Clifton Bridge will fully reopen in November

Works to Clifton Bridge concluded after 18 months last October
By Andrew Topping, Local Democracy Reporter

Nottingham’s Clifton Bridge is expected to be restored to its original traffic layout by the end of November, Highways England has confirmed.

And motorists have been thanked for their patience as more than 18 months of roadworks are completed.

Parts of Nottingham were brought to a standstill in February last year when engineers found parts of the almost 50-year-old bridge had corroded.

The busy A52 Clifton Boulevard, which carries tens of thousands of vehicles every day, was then closed for vital works.

Engineers have been on-site since the corrosion was found, with traffic disruption causing queues and delays across the city.

Two lanes have since reopened on the bridge – with a reduced 30mph speed limit – though workers continue to provide strengthening works.

Highways England says the closure of lanes has opened the door to other maintenance work on the bridge, which it expects will prevent disruption in the future.

And the organisation’s head of service delivery has confirmed plans to reopen another lane by the end of September.

This will allow the re-opening of the slip road from Queen’s Drive and put engineers on track to reopen the carriageway in its original capacity two months later.

Adrian Oulds, Highways England’s head of service delivery, said: “Work is progressing well, and we’d like to thank motorists for their continued patience while we carry out these repairs.

“While the work we’re carrying out is complex, our ambition is to open an additional lane across the bridge around the end of September and to restore the bridge back to its original traffic layout around the end of November.

“As part of this stage of repairs, we’re putting a new strengthening system in place on the exterior of the structure, which will make it much easier to access for any future maintenance.

“While we have lanes closed, we’re also taking the opportunity to carry out other maintenance work which would have been needed at some point in the future.

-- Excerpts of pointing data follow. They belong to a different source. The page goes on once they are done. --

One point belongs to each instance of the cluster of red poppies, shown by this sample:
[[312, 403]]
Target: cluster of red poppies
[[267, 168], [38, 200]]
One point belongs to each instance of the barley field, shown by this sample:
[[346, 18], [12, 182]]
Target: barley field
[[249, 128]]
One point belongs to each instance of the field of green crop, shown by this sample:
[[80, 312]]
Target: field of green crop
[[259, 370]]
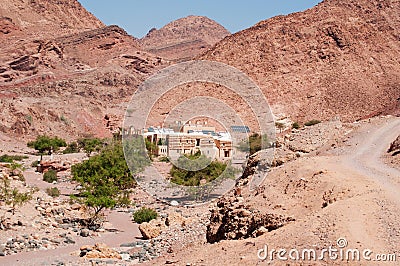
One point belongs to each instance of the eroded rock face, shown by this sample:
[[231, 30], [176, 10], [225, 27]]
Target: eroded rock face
[[395, 146], [232, 219]]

“By doing this additional work now, it reduces the risk of water damaging the structure and allows our teams to work safely away from passing vehicles.”

Highways England describes the work as “extremely complex”. Once complete, engineers will have been on-site for almost 21 months.

It says that during this period engineers have drilled 9,000 holes, used 75 tonnes of steel reinforcement bars and 12,000 bags of concrete, fitted 2,000 metres of ducting and hung 90 tonnes of steel cable.

Once complete, the overall scheme will have cost around £20 million.